There was a Dutch study published last week showing that providing better quality care, in this case to smokers and obese patients, raises the cost of health care because it prolongs the lives of patients (here's the Boston Globe article and here's the actual study). Prolonging lives means they need care for longer periods of time and they die of diseases that are more expensive to treat -- unlike lung cancer, for example, for which there is no treatment, which makes it a relatively cost-effective way to die; better still, using this calculus, would be getting hit by a Mack truck. But I digress....
Anyway, the study has been actively blogged on the WSJ health blog already, but one angle I haven't seen discussed is the impact of this on health insurance dynamics. A not uncommon refrain among commercial health insurers is that their investments in quality improvement are reaped mostly by Medicare, because the benefits of healthier enrollees don't really pay off until those enrollees are older and mostly off commercial insurance. The Dutch study suggests that for certain conditions the opposite is true -- higher quality care may increase costs to Medicare (and Social Security) by increasing the fraction of people who live to draw on Medicare (and Social Security) benefits.
States like Pennsylvania and Vermont have adopted the chronic care model as state policy, not only to promote better quality lives for their citizens, but also on the assumption that there are cost savings down the road. The National Quality Measures Clearinghouse has literally thousands of quality measures, and the drumbeat of quality improvement is beating louder and louder every day. Yet, the Dutch study and work by the Partnership for Prevention suggest that the economics for universally applied quality improvement just aren't there.

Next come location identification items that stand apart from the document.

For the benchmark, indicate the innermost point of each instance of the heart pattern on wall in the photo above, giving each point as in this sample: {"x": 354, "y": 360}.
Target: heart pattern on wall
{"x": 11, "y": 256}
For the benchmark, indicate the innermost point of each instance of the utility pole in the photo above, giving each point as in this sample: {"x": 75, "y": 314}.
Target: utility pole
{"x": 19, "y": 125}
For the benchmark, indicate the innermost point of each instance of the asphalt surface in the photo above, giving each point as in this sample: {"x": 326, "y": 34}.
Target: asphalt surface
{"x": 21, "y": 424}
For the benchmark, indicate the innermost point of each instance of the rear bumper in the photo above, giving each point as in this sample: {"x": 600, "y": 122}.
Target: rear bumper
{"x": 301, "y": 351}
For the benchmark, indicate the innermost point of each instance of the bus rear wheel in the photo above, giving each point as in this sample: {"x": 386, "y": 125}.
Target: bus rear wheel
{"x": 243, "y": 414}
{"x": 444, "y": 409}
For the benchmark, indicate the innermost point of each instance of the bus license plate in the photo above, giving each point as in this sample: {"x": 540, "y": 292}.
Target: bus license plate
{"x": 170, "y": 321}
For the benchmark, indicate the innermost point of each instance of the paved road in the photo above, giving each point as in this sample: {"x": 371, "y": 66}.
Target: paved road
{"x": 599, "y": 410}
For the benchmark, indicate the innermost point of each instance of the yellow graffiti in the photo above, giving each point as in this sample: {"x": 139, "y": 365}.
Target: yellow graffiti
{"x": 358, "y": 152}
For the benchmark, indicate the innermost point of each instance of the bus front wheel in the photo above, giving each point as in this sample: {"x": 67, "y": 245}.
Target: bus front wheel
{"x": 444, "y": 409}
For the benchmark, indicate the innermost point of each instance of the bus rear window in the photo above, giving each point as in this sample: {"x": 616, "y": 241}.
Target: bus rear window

A real moral dilemma for our society could come with the realization that the Dutch findings may be more generally true -- it may actually cost more to get higher quality care. David Cutler has argued that we should spend more on health care because the marginal returns are so high, and measured in lives saved and pain avoided, that is certainly true. But we live in a reimbursement system where costs are vigorously monetized but benefits aren't, and literally no one has an incentive to put in more money for anything. Funding longer lives and less pain for all will be much easier said than done.